するといくつかの耳に覚えのある店名が浮かんでくる。
まずは日本書房から真っ直ぐに通りを南に下って程なくの場所にある誠心堂書店、さらに下って神保町の交差点を左に曲がってすぐの大雲堂書店、そしてその並びには一誠堂書店、澤口書店地図では2つの澤口書店が並んでいるがその記憶はあんまりない。さらには田村書店、そして小宮山書店。前回申し上げた八木書店はその先にある。

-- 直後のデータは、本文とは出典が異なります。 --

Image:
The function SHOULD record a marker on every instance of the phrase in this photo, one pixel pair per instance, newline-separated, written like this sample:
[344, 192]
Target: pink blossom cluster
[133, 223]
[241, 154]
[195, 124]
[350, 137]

「古書店マップ」を眺めていると他にもあれこれ思い出す名前があるが、あまり確かではない記憶を辿っても仕方がない。それらの中の2つほど記憶にしっかりと残っていることを…
1つ目は、上に紹介した小宮山書店。
ご経験の方も少なくはないかと思うが、私のように地方から勇んでこのような古書街に出てくると、この次はいつ来ることかとの思いから、有り金のすべてをと言っても大した金額ではないが費やそうとあれこれと買い漁ることになる。その日、古書のために予め用意したからのカバンはすでに満杯になり、とある古書店書店名は残念ながら失念において二重にした紙袋を頂いていたが、それすらもう満杯に近づいていた。両手にぶら下げた手荷物は帰郷用の荷物を含め、結構な量になっていた。

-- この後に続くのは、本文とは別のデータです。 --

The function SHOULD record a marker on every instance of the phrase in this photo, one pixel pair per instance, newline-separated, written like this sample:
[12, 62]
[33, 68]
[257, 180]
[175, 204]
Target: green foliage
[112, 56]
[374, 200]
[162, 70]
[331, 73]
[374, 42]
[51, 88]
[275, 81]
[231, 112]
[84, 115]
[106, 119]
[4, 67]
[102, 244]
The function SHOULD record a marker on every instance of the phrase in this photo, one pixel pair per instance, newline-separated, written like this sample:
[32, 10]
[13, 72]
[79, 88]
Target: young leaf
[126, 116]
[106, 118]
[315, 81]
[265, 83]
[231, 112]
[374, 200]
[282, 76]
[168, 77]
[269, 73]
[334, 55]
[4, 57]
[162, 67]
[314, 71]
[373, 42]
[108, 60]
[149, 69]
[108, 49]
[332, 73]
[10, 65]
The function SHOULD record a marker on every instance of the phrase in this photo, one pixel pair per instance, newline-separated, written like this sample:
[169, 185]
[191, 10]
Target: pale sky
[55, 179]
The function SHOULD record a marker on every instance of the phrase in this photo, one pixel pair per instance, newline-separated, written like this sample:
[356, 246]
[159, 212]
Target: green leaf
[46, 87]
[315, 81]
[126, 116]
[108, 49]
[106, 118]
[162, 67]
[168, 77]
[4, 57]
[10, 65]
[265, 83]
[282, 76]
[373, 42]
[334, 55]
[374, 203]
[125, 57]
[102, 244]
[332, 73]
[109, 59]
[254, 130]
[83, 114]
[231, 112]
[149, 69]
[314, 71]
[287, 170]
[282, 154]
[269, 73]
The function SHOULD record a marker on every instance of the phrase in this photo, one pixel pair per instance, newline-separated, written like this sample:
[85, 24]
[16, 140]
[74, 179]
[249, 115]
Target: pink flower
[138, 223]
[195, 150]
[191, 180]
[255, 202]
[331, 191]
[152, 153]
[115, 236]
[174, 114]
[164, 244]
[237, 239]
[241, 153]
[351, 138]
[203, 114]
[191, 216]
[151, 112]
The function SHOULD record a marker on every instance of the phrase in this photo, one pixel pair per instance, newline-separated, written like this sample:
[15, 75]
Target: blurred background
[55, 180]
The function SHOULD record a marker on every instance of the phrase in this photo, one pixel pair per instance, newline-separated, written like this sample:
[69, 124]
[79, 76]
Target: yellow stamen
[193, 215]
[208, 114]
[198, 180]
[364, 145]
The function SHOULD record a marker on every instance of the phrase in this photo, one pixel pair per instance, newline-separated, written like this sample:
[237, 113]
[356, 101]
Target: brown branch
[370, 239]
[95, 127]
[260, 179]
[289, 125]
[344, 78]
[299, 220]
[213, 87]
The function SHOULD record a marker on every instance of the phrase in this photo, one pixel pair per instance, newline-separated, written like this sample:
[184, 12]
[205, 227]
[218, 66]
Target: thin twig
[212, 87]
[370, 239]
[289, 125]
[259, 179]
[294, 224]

そんな状態で訪れたのが小宮山書店である。両手に荷物を持っていては書棚の本が気になってもいちいち取り出して状態を確認することもなかなか面倒である。両手の荷物をいったん床においては本を取り出し、元に戻す。そして少し移動しては同じことを繰り返す。すると、それを見かねた店員さんが声をかけてくれた。
お荷物、お預かりしましょうか。これからも何軒かお回りになるのなら、最後に取りに来てくださればいいですよ。

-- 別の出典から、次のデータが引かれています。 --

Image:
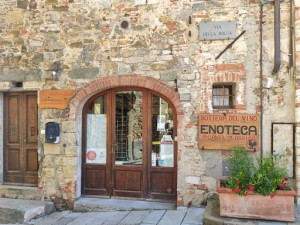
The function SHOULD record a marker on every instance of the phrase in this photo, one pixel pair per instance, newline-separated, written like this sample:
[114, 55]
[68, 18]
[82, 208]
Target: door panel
[20, 144]
[95, 155]
[139, 146]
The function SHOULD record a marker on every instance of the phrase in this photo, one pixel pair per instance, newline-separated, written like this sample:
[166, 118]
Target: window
[222, 96]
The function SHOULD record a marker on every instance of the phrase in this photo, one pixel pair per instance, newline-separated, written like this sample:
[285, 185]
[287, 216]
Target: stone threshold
[22, 211]
[84, 204]
[21, 192]
[212, 216]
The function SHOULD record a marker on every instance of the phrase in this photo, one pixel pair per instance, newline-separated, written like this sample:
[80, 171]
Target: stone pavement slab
[154, 217]
[100, 205]
[20, 211]
[194, 216]
[174, 217]
[134, 218]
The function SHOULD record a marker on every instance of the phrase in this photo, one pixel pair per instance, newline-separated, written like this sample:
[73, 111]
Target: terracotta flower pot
[256, 206]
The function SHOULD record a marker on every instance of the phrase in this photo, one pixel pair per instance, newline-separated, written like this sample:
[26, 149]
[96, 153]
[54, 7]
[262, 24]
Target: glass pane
[129, 143]
[162, 133]
[226, 100]
[226, 91]
[96, 131]
[217, 91]
[217, 100]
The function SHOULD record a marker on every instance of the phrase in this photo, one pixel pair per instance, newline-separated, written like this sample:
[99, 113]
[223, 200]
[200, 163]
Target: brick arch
[108, 82]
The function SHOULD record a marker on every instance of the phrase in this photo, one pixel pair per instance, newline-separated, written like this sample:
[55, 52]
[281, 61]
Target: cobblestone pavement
[191, 216]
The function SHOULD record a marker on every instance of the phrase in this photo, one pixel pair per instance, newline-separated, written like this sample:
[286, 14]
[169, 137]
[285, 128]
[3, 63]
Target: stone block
[15, 16]
[168, 75]
[51, 149]
[152, 2]
[185, 97]
[124, 68]
[69, 126]
[71, 151]
[49, 173]
[139, 2]
[20, 75]
[192, 180]
[159, 67]
[84, 73]
[68, 139]
[70, 161]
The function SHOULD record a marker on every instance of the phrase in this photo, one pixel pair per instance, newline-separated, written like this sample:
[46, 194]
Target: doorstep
[20, 192]
[101, 204]
[212, 216]
[22, 211]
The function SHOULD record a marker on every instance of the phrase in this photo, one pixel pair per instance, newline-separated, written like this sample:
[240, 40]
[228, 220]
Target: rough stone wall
[88, 39]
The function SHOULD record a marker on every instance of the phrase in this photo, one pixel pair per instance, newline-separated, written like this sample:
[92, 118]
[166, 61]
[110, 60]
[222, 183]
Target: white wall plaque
[217, 30]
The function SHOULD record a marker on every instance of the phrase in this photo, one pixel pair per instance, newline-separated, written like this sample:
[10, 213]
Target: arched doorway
[129, 144]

といった内容のお言葉だったと思う。私は遠慮なくそのお言葉に従った。おそらくは私と同じじようなことをしている人たちを、この店員さんはいつも見ているんだろうなあと思いながら私はお店を後にした。まことにありがたい心遣いであった。
そして…2つ目。
小宮山書店を後にしてから行った店だ。店の名前は残念ながら思い出せない。その店にはそれまで私の中にあまり認識のなかった本屋さんこれは私のそれまでの勉強不足を示すの書籍が並んでいた。勉誠社というなの出版社だ。その出版社の出している文庫がずらりと並んでいる一角があった。馴染みのある書名が並ぶ。早速手にとって考えもせずに購入したのが以下の書である。
「萬葉集訓義辨證」「萬葉集字音辨證」「萬葉集文字辨證」木村正辭著
「倭名類聚抄 元和三年古活字版 二十巻本 附関係資料集」源順撰 中田祝夫編
「古京遺文」狩谷棭斎著 山田孝雄 香取秀真増補
いずれも2000円はしていなかったと思うが、このお店ではほぼ新品のこの5冊を低下の割引で売っていらっしゃった。これらの書物をその後の私が活用しているかどうかは甚だ疑問ではあるが、今でも我が書棚の目に付く場所に位置を占めていることは言うまでもない。
さあて、夢にまで見た本当は夢に見たことはない神田古書街巡りの時間も終わりに近づいてきた。私はのもつを預かってくれている小宮山書店に戻り、荷物を預かっていただいたお礼に更に一冊購入。上野の駅を目指した。
てなことで、表題にもある通りようやく「行ったことのあるところ…東京」をやっと終わることができた。